Il le basi definitivo.
“E tutto ciò senza dare mai allo spettatore l’impressione di stare a vedere una sega egotica,”
Concordo con AnnaM. La rubrica Le Basi ha sempre regalato grosse soddisfazioni ma su MM state dando il meglio.
Heat è uno dei film che recuperai all inizio della mia formazione cinematografica e confesso non lo apprezzai a dovere. Non dico che non mi piacque ma certo non avevo inquadrato la portata di tale capolavoro. Lo riscoprii proprio dopo aver beccato per caso LA Takedown in una tv privata a notte fonda. L.A. certo è un prodotto infinitamente più modesto di Heat ma anche di qualsiasi altro film di Mann, per tutti i motivi elencati ma mi stupì perché proprio in una confezione così povera traspariva una regia che andava ben oltre il televisivo e una attenzione all azione e al lato melò sbalorditiva.

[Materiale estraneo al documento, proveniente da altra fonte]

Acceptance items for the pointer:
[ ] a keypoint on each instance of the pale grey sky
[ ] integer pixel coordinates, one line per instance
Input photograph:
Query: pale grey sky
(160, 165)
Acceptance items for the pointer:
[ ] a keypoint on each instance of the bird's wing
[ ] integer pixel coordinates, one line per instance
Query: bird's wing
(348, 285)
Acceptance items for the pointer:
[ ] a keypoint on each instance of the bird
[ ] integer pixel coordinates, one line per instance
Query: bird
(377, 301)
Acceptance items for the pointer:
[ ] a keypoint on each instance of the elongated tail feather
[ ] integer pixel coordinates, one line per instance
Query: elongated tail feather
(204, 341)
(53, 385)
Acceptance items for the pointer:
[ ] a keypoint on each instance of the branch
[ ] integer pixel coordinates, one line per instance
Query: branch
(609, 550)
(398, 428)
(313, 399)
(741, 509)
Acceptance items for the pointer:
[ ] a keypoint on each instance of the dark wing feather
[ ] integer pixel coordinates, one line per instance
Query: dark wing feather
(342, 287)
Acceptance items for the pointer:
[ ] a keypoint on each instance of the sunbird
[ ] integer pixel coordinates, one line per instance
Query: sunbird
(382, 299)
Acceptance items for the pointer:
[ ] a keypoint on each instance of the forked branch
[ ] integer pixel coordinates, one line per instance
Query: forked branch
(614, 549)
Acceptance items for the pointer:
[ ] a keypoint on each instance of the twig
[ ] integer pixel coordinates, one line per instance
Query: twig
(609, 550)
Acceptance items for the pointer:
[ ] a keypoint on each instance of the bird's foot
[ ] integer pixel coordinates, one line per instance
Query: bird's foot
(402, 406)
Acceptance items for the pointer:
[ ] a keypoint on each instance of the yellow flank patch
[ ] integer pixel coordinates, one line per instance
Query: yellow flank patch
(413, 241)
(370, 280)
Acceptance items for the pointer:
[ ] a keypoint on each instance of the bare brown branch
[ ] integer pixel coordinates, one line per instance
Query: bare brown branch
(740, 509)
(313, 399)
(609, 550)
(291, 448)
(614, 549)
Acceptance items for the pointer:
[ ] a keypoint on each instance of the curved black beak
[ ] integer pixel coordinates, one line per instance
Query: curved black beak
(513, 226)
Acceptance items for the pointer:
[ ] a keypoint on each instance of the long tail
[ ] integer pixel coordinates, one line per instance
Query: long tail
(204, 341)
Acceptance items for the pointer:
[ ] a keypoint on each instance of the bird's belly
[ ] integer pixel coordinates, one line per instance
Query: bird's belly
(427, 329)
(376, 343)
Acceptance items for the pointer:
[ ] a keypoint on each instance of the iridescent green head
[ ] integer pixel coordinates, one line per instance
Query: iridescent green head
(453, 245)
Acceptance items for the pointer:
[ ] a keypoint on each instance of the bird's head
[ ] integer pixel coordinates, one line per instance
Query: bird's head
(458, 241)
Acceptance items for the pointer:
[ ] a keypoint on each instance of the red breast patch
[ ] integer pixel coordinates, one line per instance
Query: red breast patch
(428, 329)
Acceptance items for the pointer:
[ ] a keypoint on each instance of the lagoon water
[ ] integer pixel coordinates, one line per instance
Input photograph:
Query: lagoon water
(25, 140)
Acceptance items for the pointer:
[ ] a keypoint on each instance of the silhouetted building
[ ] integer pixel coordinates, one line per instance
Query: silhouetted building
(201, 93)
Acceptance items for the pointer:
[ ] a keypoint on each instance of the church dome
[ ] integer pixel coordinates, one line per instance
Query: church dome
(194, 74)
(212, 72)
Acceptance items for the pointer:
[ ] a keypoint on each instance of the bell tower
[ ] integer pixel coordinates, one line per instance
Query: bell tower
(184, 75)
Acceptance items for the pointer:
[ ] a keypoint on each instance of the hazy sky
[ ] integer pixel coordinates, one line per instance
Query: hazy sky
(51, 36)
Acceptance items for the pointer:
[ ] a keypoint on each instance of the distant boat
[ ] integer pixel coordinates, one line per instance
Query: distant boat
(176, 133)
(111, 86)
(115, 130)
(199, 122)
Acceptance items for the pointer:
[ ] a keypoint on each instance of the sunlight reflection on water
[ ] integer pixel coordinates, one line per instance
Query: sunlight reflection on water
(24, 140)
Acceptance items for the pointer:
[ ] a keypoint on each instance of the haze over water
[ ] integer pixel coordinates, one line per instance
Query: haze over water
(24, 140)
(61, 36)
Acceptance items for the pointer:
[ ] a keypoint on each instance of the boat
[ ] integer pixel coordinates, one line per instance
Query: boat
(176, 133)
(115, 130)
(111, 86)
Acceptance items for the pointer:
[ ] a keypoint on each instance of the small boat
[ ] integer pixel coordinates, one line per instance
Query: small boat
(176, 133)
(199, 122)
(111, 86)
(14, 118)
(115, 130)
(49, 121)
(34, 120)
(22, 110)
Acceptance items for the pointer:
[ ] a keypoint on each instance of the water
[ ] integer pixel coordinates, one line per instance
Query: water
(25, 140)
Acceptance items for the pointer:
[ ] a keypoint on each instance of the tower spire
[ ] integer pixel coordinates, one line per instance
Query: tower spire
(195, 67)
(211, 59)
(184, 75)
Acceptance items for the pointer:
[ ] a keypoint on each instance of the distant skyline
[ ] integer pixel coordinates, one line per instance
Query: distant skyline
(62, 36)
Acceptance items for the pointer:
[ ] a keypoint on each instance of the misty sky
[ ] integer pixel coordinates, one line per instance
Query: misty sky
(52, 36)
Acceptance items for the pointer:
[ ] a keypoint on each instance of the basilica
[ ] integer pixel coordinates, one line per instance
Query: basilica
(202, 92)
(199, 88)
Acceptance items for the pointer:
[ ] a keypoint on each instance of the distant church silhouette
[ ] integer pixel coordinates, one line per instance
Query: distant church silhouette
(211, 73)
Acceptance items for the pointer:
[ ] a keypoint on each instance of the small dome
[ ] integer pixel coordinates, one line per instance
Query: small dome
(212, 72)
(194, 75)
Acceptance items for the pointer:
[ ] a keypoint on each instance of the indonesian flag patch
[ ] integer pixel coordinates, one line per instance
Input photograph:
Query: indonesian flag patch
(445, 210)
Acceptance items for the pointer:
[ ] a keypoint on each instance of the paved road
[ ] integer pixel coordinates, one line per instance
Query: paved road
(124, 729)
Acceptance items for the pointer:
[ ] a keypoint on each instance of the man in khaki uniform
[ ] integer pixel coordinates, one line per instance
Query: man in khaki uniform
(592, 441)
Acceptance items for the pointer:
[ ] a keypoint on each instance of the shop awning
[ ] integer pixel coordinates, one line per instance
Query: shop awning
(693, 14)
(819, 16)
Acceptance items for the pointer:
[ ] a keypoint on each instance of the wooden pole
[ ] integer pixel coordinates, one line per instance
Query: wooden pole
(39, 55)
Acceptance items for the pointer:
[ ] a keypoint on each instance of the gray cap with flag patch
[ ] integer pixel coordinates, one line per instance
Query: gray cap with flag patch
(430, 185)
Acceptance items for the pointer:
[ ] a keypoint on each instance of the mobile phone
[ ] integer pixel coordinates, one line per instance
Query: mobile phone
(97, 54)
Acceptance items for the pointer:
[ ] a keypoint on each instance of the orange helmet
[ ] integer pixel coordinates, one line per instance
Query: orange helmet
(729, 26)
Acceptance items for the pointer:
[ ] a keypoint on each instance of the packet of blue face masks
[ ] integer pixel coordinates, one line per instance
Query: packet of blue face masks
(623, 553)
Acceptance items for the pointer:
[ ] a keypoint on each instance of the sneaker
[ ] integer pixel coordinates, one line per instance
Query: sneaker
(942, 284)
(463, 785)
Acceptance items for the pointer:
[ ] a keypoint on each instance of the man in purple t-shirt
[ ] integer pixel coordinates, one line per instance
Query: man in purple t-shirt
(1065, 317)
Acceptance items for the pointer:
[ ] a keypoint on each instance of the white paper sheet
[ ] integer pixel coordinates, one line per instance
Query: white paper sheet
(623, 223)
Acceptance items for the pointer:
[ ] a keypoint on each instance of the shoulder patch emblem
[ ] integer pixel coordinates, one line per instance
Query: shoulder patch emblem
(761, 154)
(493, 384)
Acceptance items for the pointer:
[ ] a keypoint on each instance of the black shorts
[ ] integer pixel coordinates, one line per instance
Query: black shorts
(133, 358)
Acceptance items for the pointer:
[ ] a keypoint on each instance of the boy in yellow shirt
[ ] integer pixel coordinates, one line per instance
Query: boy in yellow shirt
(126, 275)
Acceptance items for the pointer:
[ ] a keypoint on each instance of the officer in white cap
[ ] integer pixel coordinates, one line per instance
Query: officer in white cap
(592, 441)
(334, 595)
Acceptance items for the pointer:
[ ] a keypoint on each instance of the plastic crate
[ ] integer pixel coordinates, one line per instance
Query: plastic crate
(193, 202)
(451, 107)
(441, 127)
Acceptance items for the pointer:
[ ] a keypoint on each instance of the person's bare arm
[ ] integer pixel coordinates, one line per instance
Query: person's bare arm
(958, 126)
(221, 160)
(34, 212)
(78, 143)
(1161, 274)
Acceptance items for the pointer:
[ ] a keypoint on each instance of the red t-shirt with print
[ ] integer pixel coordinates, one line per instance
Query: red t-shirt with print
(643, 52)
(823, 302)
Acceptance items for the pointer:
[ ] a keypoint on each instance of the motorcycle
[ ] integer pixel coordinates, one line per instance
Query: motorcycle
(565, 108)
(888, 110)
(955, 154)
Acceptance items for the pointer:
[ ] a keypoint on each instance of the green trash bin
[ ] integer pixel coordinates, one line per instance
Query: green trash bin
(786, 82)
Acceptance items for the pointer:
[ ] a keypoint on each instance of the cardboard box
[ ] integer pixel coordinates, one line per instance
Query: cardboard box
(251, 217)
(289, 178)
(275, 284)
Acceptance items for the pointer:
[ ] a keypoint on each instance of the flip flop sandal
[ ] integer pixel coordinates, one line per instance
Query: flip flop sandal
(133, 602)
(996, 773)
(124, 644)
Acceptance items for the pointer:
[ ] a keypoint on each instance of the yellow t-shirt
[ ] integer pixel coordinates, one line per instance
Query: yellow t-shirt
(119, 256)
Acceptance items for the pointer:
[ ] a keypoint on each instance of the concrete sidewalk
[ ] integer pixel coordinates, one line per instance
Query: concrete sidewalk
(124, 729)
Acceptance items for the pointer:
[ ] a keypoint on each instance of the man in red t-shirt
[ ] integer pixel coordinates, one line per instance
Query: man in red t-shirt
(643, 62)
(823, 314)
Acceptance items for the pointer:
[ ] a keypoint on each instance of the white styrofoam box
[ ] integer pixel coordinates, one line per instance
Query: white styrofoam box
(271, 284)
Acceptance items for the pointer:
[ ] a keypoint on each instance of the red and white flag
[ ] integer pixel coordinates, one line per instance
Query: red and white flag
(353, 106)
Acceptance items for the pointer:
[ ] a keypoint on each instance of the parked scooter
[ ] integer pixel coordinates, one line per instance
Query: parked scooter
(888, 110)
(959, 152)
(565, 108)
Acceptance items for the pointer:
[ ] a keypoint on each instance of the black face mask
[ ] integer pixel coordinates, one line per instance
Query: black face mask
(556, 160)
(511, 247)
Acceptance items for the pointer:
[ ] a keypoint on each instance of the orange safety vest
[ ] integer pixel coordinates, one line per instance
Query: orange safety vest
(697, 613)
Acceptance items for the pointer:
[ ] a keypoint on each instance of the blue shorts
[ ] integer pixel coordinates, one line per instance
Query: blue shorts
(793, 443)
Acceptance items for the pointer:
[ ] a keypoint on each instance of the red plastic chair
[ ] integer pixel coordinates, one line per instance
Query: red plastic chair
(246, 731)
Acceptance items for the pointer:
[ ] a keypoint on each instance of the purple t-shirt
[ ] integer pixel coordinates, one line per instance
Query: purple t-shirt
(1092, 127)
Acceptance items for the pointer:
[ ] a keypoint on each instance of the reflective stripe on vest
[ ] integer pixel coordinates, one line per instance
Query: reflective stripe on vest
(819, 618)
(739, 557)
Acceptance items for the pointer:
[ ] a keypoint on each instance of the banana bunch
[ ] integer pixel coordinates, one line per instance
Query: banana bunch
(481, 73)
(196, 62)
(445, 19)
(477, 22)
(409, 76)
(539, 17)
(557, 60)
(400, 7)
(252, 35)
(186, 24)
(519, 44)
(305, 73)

Da qui ho riscoperto Heat dopodiché ho recuperato tutto Mann che è in vetta tra i miei registi favoriti in assoluto.
Recensione all altezza di tale capolavoro, nulla da dire.
Accidenti che storia appassionante. Il momento più cool è stato quando ho letto “una attenzione all azione e al lato melò sbalorditiva”. Davvero sbalorditivo, specie se poi ci spiegherai cosa volevi dire. Anche se è stato l’inizio a folgorarmi: “Heat è uno dei film che recuperai all inizio della mia formazione cinematografica”. A parte la strage di apostrofi, ben tre(3) (a conferma della dura vita nel monastero, non ai fini dello studio sui sacri testi ma della sacra raccolta di saponette) è sbalorditivo sentir raccontare la formazione cinematografica di Axelina la pazza. Una formazione che, per usare le parole usate a suo tempo dal buon Darth proprio per Mann, definirei importante e impressionante. Non pensavo che al monastero facessero il cineforum.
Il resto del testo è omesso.